The U.S. Supreme Court has agreed to hear the Department of Justice (DOJ)’s challenge in an ongoing legal battle over whether data stored by American companies overseas is covered by a U.S. warrant.
The Supreme Court disclosed in its order list released on Monday that it will take up the case, U.S. v. Microsoft, in which federal investigators sought data from Microsoft that was stored on servers in Ireland.
The case hinges on whether a U.S. warrant can compel American companies to turn over data stored on servers outside the United States.
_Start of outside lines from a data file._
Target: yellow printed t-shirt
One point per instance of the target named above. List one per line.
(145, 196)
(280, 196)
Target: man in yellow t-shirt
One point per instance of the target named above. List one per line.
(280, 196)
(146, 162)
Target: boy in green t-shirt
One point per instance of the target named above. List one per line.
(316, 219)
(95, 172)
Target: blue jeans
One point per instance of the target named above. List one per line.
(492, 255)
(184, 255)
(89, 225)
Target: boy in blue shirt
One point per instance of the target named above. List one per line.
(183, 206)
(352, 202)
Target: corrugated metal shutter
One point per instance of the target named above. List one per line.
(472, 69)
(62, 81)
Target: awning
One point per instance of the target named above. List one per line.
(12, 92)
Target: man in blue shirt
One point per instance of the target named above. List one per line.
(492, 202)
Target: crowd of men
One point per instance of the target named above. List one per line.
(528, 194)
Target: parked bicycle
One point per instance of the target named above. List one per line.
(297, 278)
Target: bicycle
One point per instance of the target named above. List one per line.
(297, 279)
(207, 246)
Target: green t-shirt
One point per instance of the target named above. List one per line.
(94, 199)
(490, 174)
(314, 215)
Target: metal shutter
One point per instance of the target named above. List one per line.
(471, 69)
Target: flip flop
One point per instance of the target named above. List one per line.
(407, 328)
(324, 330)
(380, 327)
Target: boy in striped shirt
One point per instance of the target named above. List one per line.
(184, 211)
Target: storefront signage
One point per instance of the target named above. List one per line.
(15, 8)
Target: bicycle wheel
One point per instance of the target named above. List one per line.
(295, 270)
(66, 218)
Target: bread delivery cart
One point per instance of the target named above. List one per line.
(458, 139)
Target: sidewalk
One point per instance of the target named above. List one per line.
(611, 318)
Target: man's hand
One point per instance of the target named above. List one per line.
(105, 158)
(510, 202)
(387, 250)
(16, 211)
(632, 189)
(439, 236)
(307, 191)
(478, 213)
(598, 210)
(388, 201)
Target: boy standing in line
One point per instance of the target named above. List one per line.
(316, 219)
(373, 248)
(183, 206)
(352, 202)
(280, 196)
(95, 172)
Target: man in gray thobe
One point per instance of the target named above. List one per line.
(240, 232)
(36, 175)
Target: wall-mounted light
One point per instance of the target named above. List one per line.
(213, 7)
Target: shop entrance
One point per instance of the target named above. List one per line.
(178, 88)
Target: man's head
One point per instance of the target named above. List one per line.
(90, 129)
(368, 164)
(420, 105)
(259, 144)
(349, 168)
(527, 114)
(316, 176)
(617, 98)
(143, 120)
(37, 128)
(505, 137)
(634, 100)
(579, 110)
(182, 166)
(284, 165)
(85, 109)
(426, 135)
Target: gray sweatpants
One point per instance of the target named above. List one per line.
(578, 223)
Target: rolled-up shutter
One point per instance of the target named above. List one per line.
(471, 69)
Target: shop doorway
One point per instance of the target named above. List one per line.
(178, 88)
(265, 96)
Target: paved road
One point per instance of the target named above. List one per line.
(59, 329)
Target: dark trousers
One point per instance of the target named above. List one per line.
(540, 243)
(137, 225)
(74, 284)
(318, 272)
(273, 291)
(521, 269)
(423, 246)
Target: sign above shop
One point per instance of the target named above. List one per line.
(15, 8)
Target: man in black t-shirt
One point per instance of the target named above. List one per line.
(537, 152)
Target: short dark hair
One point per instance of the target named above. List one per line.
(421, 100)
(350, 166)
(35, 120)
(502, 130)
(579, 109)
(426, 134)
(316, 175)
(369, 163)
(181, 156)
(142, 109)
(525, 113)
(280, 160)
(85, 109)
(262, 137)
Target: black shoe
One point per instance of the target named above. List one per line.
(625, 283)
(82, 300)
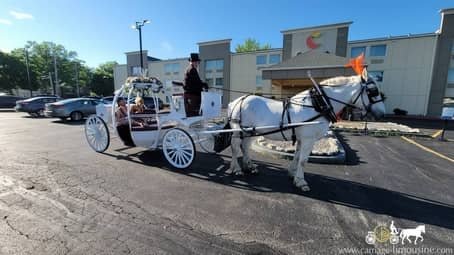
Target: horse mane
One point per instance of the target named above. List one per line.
(341, 80)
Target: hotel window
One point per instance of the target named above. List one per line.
(219, 82)
(258, 81)
(172, 68)
(209, 81)
(356, 51)
(135, 70)
(216, 65)
(377, 75)
(275, 58)
(378, 51)
(451, 76)
(260, 60)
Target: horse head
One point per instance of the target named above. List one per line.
(421, 228)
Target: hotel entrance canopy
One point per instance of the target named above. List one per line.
(294, 71)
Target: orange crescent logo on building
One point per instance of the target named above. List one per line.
(310, 40)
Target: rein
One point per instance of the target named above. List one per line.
(323, 106)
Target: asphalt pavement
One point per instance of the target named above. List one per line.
(57, 196)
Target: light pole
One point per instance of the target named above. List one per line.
(28, 71)
(138, 26)
(76, 77)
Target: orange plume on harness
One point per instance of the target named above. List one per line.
(357, 64)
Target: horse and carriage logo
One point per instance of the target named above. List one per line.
(393, 235)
A lower court ruled last year that it does not, meaning that the DOJ needs to follow the same procedures used to obtain physical evidence stored outside the United States.
{mosads}
In December 2013, the U.S. government issued a warrant in connection with an ongoing criminal narcotics investigation to seize data contained in an email account of a Microsoft customer. Microsoft refused to turn over the emails associated with the account, which were stored on servers in Ireland, spurring a legal battle that has dragged on for four years.
The DOJ filed a motion to take the case to the Supreme Court in June.
“The panel reached that unprecedented holding by reasoning that such a disclosure would be an extraterritorial application of the Act — even though the warrant requires disclosure in the United States of information that the provider can access domestically with the click of a computer mouse,” the department wrote in its filing over the summer.
The landmark case has spurred debate among lawmakers in Washington about how to update current laws governing data privacy and law enforcement access to data across national borders.
Microsoft responded to the development on Monday, arguing that the ongoing case points to the broader issue of the need for Congress to overhaul the Electronic Communications Privacy Act, which was passed in 1986 to establish privacy protections for stored electronic communications.
“We will continue to press our case in court that the Electronic Communications Privacy Act (ECPA) — a law enacted decades before there was such a thing as cloud computing — was never intended to reach within other countries’ borders,” Brad Smith, Microsoft’s president and chief legal officer, wrote in a blog post.
“If U.S. law enforcement can obtain the emails of foreigners stored outside the United States, what’s to stop the government of another country from getting your emails even though they are located in the United States?” Smith wrote. “We believe that people’s privacy rights should be protected by the laws of their own countries and we believe that information stored in the cloud should have the same protections as paper stored in your desk.”